[image-1]Yesterday, the celebrated South Carolina writer Pat Conroy passed away after a brief battle with pancreatic cancer. Noted for his ornate style of writing and his willingness to plumb the tragedies of his own life, Conroy fashioned a successful literary career that spawned a genre unto itself, a type of neo-Southern literature with Charleston and the Lowcountry as its setting and muse. As a result, Conroy and Charleston became inseparable, even though the relationship between the two were strained at times.
A graduate of The Citadel, Conroy wrote in his typical thinly veiled autobiographical yet melodramatic style about his time at the school in The Lords of Discipline, a best-seller that was both applauded and derided here in the Holy City. But Conroy was not dismayed, returning to write about Charleston in his final novel South of Broad and the latter memoir The Death of Santini.
Once again, a Conroy confessional was greeted with bouquets and brickbats, but mostly bouquets, fitting considering Conroy’s painstakingly crafted flowery prose.
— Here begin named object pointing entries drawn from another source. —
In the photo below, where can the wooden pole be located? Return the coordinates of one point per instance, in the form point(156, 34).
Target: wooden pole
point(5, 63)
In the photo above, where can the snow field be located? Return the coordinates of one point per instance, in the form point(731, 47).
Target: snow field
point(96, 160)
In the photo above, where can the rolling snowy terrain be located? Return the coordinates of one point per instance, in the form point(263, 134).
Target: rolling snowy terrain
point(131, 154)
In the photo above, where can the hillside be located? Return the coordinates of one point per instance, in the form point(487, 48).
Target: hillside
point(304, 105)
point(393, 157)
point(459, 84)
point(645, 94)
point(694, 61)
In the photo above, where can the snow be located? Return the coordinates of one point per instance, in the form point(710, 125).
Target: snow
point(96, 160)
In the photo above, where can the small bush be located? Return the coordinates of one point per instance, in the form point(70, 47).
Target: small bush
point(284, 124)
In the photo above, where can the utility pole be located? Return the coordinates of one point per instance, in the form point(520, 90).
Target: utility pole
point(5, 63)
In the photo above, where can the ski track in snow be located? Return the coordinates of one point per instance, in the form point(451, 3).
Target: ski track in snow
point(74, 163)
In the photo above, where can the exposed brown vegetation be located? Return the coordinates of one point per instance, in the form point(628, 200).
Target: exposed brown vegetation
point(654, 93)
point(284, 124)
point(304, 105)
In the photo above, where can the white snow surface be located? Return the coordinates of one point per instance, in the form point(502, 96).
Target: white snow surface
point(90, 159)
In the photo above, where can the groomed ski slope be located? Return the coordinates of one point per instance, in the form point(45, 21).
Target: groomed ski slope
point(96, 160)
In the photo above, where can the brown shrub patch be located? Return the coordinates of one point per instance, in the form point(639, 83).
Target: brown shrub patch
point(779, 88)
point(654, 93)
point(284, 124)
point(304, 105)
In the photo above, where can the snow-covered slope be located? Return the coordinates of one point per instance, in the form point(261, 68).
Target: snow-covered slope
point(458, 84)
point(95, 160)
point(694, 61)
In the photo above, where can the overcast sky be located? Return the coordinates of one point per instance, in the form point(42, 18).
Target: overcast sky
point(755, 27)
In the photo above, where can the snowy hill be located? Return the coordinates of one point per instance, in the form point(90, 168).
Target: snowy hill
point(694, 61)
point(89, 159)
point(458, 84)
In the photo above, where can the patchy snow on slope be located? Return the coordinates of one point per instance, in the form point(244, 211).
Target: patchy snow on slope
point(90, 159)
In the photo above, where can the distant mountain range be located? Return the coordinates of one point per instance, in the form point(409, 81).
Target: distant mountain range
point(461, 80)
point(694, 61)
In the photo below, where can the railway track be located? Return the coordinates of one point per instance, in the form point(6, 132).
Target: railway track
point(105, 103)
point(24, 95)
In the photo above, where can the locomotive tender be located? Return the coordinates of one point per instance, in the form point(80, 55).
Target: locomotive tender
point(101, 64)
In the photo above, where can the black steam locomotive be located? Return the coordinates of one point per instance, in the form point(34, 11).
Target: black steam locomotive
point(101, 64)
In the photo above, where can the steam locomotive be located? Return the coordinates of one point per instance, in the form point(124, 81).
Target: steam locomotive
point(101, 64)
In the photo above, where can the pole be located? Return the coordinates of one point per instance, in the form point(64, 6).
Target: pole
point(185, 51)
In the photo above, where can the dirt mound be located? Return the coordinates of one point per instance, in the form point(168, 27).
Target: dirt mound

Given these mixed feelings, it’s a marvel that Conroy decided to stay in the Lowcountry, mostly in Beaufort, his home, but he frequented Charleston — and wrote about it so much — he was considered a local, routinely winning the Best of Charleston award for Best Local Author in the City Paper.
While writers and critics often focus on Conroy’s purple prose — and that is meant as a compliment because he did it so well — and how his own life inspired his best works, most notably The Great Santini, which transformed his father into one of modern literature’s most complex and intimidating characters, few talk about Conroy’s fearlessness. Simply put, Pat Conroy wasn’t afraid to challenge authority and the Charleston status quo, he wasn’t afraid to face his demons, he wasn’t afraid to reveal his scars to the entire world.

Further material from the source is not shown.